Madrid.-Los columnistas de los diarios digamos conservadores de España dedican una o varias de sus cuartillas durante la Semana Santa a glosar la espiritualidad del momento y a celebrar la conocida como fiesta nacional, la corrida de toros. Se diría que semejante coincidencia es un tanto morbosa, si no absurda. El jueves y el viernes a los que llamamos santos conmemoran en teoría la pasión y muerte de Jesucristo, es decir, exigen el dolor de corazón y el lamento, mientras que la ceremonia ritual de muerte por estoque al toro es, como dice su nombre, todo un festejo. Salvo en los casos, supongo que patológicos, en los que el espectador acude a la plaza con la esperanza de ver cómo cornean al maestro, debería mediar un abismo entre lo que es el sobrecogimiento del recuerdo de la crucifixión de Dios hijo y el rito de terminar con la vida del toro.
Si hacemos caso de las estadísticas, la Semana Santa se dedica en España sobre todo a pasar unos días de vacaciones en la playa —o en la montaña— con ánimo lúdico y sin acordarse siquiera de cuál es la razón de fondo por la que esos días no son laborables. Una parte menor pero significativa de los ciudadanos se queda en las ciudades y asiste a las procesiones pero ¿coincide ese número con el de quienes hacen de los días santos un ejercicio de espiritualidad? Entre los espectadores del Silencio —mi procesión preferida, siendo niño—, o de Nuestro padre Jesús del Gran Poder y María Santísima de la Esperanza Macarena, habrá de todo como en botica. Abundan, al menos en ciudades como Madrid, los turistas que disfrutan del typical spanish y hacen fotografías de los encapuchados, los pasos y las bandas pero también hay quienes se sienten identificados con la simbología penitente. Pues bien, en uno de esos diarios a los que me refería antes, y justo al lado de una columna dedicada a ensalzar la fe cristiana de la Semana Santa, aparecía la foto de dos actores, muertos de la risa, ilustrando la crónica en la que esos famosos oficiales decían estar disfrutando muchísimo de las procesiones.
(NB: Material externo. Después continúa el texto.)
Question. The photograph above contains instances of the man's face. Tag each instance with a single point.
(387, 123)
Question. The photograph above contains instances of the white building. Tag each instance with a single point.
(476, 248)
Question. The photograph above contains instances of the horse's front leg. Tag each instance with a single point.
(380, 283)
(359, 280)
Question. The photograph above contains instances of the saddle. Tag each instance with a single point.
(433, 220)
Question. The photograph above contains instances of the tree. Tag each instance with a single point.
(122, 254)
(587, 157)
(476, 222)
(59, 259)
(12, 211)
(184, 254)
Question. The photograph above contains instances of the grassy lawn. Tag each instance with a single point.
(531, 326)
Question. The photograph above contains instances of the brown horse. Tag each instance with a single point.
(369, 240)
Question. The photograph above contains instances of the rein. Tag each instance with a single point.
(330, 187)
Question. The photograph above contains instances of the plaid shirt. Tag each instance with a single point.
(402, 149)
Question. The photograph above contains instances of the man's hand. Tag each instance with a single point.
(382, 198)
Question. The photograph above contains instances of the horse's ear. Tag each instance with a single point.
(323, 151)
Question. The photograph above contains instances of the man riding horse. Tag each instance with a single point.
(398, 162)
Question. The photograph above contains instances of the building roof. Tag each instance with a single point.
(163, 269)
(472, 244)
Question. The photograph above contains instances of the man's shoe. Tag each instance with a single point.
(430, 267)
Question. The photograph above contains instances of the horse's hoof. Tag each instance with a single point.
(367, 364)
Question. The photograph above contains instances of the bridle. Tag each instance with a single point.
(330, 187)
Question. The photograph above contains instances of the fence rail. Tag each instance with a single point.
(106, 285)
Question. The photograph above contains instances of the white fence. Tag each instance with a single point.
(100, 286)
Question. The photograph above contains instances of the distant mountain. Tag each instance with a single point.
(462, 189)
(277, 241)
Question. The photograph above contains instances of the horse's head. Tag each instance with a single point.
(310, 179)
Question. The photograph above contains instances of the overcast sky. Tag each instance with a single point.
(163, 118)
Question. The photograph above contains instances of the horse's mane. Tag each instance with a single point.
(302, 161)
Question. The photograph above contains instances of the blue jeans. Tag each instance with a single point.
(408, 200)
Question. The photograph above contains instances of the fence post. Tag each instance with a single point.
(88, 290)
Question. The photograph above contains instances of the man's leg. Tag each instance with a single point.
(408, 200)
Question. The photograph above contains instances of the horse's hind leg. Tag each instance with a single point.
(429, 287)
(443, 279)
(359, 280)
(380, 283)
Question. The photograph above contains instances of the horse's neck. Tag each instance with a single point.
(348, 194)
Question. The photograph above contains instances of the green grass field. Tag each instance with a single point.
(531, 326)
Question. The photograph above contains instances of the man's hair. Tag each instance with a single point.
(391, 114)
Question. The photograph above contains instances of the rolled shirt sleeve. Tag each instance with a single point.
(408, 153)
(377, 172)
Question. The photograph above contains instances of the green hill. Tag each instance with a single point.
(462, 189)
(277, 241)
Vaya. Resulta que recrear la pasión y muerte de Jesucristo es motivo de alegría y goce. Quienes se oponen a las corridas de toros se escandalizan ante el placer que pueda sentir alguien por la tortura de un animal y se les contesta que no entienden que eso es puro arte. ¿Habrá que convenir también entonces que crucificar a quien se tiene por el Dios propio supone un acto artístico que debemos contemplar con grandes risas?
No creo que el cristianismo sea una excepción perversa; sucede que siempre que un recuerdo ritualizado se convierte en fiesta pierde su sentido original y pasa a formar parte de las celebraciones festivas. Cabe darlo por normal pero con la condición de que se entienda que es así y se olviden las justificaciones espiritualizantes. La foto del actor presumiendo a carcajadas de sus raíces deja en muy mal lugar la vocación de trascendencia de unos días que han dejado ya de ser santos.